You took driving lessons in high school, but that was decades ago. Does this mean you’ll have to do it again when you’re 60?
By Deborah Lambeth
In most states, when you are 16 years old, you can get behind the wheel of a car and begin training to be a driver. Your instructor goes through the basics of keeping you focused on the road, using turn signals, monitoring your speed, showing you different ways to park, turn around, and what to do in case of an accident. Usually you take a class that encompasses the different laws for your state, how to apply for a license, etc. Your license indicates that you have been trained to the “ways of the road” and are ready to go. You’ve learned how to use your signals, the importance of driving within the speed limit, and the value of keeping your eyes on the road (in front of you and behind you).

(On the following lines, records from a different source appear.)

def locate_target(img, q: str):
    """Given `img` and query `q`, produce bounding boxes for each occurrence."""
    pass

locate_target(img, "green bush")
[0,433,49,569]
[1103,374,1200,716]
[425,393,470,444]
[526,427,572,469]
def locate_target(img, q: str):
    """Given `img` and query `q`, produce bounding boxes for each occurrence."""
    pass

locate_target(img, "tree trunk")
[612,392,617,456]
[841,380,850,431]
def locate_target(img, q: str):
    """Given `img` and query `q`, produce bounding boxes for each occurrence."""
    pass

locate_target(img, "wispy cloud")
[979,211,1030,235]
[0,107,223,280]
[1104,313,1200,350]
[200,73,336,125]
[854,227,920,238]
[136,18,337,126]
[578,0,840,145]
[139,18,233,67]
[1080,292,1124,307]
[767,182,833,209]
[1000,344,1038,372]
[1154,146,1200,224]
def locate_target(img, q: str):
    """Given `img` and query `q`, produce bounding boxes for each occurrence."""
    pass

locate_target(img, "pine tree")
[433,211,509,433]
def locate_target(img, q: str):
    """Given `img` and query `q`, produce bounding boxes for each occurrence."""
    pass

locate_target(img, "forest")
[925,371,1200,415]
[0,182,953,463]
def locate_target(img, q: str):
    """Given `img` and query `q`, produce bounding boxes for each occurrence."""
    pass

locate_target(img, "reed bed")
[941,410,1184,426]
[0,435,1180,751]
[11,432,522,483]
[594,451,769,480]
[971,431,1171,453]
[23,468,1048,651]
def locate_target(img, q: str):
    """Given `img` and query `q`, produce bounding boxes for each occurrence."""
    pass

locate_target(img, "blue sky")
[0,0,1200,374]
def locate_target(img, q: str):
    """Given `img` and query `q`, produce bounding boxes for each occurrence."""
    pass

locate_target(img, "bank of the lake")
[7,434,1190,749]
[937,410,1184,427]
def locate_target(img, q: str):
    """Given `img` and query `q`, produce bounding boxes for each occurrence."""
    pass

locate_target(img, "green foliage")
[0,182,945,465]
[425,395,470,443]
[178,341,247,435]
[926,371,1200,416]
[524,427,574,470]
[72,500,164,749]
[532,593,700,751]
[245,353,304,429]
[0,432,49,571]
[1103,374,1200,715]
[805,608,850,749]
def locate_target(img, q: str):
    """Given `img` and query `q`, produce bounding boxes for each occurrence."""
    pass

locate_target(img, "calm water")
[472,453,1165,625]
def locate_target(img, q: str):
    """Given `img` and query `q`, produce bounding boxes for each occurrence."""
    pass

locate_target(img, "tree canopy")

It’s funny how driving accountability changes when a person starts getting older. People tend to assume since someone has been driving for many years are still okay to drive. This may not be the case. Reaction time can be slower in older adults, it may be difficult for them to abide by the speed limit (going too fast or going too slow), distance perception can be skewed, and they may be limited in their ability to maneuver the car.
Other than checking their eyes and knowledge of signs, there usually isn’t a driving test given to adults. Some states are now thinking that it might be useful to conduct road tests when adults reach a certain age or shorten the time between license renewals. There are some states that have different licensing requirements for older drivers. Some states require people over 60 years old to appear in person to renew their license. Other states are taking a proactive stance and have shortened the period of time between renewals. Illinois, for example, requires drivers aged 81-86 years to renew every two years and anyone above 87 has to renew every year. Vision testing is also done at the time of renewal.
According to the National Safety Commission, statistics are showing that 15-24 year old people continue to be the drivers where most fatalities occur. Between 1997-2006, there were more drivers on the road over the age of 70 but the fatality rate was on 21% compared with the other groups of adult drivers. Some of the reasons for the low percentage of fatalities may be that older adults tend to drive newer cars, they aren’t on the road for an extended period of time, and the health of older adults has become better.
Given the statistics, it’s pretty safe to say that older drivers continue to be better drivers. However, with the adjustments that are being made on the requirements for senior citizens to renew their licenses, hopefully the roads will be safer.